By Frank Blechman
With the Nats going to the World Series, baseball has gotten much more interesting to folks here in the DC area who previously dismissed the sport as too antique, too slow, too confusing to be worthy of attention.
I want to suggest that the endurance of this activity is rooted in something much deeper than winning or losing, infinite statistics, and trading cards. We should all pay attention to the fine points of the game because, in fact, LIFE IMITATES BASEBALL. The principles of the game are applicable everywhere, across ages, cultures, religions, and places. For example:
- Keep your eye on the ball. In our time filled with distractions, this one is more important than ever.

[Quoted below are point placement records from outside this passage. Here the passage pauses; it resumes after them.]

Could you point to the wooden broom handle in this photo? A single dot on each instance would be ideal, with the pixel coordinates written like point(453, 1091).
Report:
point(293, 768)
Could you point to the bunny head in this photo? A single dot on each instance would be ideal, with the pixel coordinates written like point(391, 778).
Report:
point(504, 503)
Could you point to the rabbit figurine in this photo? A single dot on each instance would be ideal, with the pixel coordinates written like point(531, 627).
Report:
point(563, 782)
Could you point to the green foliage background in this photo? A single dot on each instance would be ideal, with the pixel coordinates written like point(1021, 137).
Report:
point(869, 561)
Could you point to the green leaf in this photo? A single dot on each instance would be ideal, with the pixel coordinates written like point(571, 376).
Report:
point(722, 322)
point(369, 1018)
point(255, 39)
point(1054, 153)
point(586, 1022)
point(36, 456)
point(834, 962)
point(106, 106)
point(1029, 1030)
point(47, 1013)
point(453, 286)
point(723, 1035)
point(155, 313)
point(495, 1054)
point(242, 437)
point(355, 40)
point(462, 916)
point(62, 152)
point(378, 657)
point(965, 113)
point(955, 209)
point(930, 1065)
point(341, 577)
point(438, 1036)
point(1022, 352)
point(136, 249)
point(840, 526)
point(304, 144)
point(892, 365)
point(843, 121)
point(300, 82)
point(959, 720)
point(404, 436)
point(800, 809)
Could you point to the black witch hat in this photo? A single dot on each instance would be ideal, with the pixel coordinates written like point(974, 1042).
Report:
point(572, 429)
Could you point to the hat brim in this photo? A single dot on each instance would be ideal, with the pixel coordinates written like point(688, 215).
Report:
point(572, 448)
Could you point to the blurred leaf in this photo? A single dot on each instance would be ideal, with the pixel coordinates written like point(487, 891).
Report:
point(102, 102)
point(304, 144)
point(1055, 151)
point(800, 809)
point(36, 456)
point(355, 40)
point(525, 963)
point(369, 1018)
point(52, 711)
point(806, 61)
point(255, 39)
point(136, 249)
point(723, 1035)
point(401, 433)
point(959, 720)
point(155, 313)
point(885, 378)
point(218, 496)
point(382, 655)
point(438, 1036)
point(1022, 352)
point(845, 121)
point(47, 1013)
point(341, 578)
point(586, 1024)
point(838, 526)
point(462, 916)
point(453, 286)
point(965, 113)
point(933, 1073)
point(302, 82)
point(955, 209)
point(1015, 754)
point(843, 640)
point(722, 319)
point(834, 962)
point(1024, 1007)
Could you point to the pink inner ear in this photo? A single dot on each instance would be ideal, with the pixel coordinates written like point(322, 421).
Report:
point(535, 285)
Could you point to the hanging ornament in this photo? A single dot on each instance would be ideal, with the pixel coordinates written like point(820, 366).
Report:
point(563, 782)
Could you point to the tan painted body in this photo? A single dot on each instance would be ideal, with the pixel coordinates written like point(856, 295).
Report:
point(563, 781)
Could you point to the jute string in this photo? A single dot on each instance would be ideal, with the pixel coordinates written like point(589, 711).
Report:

Yet there is always something (if it’s not one thing, it’s something else) that marks the center of activity. Pay attention and you can make effective decisions. Don’t do this and an event will be endless, surprising, and beyond control.
- It’s a long season; you don’t win them all. The old perfessor, Casey Stengel, famously said, “The worst teams in baseball win 60 games a year. The best teams in baseball lose 60 games in a season. The difference between the best and worst is what they do in the other 42.” At the more personal level, a batter who gets a hit 20% of the time (bats .200) won’t stay around in the major leagues for long unless he contributes mightily to the team in some other way (defense, pitching). A batter who gets hits 25% of the time is OK. A batter who hits 30% of the time is an all-star. And a batter who gets hits 35% of the time is a hall-of-famer. The differences between good and great are incremental and small, but they add up over the course of a long season. And, with hard work, small improvements can be made year to year. No one “good” or “bad” performance can make or break a career. Keep going.
- The infamous infield fly rule. Any competition can be gamed. That is, a competitor will look for and find loopholes that allow him or her to take unfair advantage of a certain situation. (Generally, a fly ball forces base-runners to stay tagged on base until the ball is caught and the hitter is out. The infield fly rule says that in the event of a short fly ball/popup, the officials can invoke this rule, declaring that the batter is automatically out; runners on base can advance at their own risk. This prevents the fielder from intentionally dropping the ball, forcing runners to run and creating the likelihood of a double or triple play.) A fair competition will use rules to try to minimize the ability of anyone to take advantage of certain circumstances.
- Take what the game gives you; adjust. In baseball, you can’t succeed because you do one thing well. The other team will figure out what you do and make it impossible. If you can hit the high fastball, you will never see one. You have to adapt to what the situation calls for and what it gives you. Adjust to survive. That’s a lesson for life that takes a while to understand and apply.
- Baseball is chess (or) timing. Some people say the game is slow, but that is because there is so much strategy going on. Hitting a round ball with a round bat requires exquisite timing. A fraction of an inch low and the hit is a pop-up. A fraction of an inch high and the hit is ground ball (out). The batter is trying to guess the next pitch to get the timing right. The pitcher is all about destroying that timing with deception and a variety of pitches. While you have to stay in the moment, you also have to look ahead. A great play is one that is right for now and sets up something in the future. The manager has to think about the current situation (Who’s on base? How many outs? What’s the score?) and the long term (Who’s coming up next, and after that? If I put in a pinch hitter, are we giving up defense? Who’s left in the bullpen?) In life, “How do I balance now with then?” is always the question.
As usual, Yogi Berra may have said it best: If you don’t know where you are going, you may wind up somewhere else.
Baseball is fun. But its lessons are serious. Life really does imitate baseball.